Three four-week-old cubs sit inside a cage at a zoo in Medan, North Sumatra on November 14, 2012. A critically endangered Sumatran tiger has given birth to three cubs at an Indonesian zoo, a veterinarian at the facility said on November 14. - AFP Photo

MEDAN: A critically endangered Sumatran tiger has given birth to three cubs at an Indonesian zoo, a veterinarian at the facility said on Wednesday.

“She gave birth naturally, without human intervention. The three cubs are all healthy. Two are male, while we haven't been able to get close to the other to identify it,” Suci Terawan, a vet at Medan Zoo in northern Sumatra, told AFP.

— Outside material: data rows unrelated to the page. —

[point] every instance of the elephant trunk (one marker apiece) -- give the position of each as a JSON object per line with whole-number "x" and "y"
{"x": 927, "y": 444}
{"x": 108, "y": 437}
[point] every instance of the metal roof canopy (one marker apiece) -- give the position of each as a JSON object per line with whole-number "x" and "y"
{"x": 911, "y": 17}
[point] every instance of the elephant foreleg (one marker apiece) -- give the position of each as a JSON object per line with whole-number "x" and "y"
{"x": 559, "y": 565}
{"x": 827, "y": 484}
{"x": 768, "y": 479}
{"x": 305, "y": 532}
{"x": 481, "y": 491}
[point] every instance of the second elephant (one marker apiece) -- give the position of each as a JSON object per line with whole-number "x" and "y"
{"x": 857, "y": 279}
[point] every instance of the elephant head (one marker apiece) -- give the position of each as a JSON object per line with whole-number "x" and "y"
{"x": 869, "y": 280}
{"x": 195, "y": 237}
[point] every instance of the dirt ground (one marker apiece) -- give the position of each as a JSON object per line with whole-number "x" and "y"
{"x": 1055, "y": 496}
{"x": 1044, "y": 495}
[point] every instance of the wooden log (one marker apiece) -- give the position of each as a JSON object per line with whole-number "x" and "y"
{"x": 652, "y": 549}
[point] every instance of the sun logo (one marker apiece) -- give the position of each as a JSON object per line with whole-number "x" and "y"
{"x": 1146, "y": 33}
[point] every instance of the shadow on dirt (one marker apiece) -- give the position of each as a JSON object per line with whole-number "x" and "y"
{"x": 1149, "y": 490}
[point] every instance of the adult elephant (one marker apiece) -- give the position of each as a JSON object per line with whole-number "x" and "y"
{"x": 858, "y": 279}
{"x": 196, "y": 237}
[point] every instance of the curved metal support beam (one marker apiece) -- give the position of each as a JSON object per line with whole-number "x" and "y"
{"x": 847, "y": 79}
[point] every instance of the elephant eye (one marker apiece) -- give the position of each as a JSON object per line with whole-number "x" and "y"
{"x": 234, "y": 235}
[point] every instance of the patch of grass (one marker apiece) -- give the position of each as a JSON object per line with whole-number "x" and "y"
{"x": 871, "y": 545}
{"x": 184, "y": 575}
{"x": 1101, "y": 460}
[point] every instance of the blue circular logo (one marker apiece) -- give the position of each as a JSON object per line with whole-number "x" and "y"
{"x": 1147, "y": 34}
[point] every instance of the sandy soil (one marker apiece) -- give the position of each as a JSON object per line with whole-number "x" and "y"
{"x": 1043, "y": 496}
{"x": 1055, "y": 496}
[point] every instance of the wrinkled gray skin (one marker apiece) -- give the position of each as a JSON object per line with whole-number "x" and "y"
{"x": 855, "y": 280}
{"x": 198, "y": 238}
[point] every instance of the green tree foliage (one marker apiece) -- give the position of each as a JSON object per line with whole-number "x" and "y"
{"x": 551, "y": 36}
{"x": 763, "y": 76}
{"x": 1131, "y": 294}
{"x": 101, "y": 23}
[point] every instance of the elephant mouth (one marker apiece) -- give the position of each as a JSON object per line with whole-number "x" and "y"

The 13-year-old Sumatran tiger named Manis, or Sweetie in English, gave birth to the cubs on October 18, just over a year after she successfully bore three male cubs, Terawan said.

“This is our latest contribution in conserving the critically endangered species,” he said, adding that the zoo now has six cubs, and two male and one female adult.

Earlier this year a Sumatran tiger at a zoo on the island's Jambi province gave birth to three cubs, but only two survived.

Fewer than 400 Sumatran tigers are left in the wild, conservationists say, with several dying each year as a result of traps, poaching and other human intervention.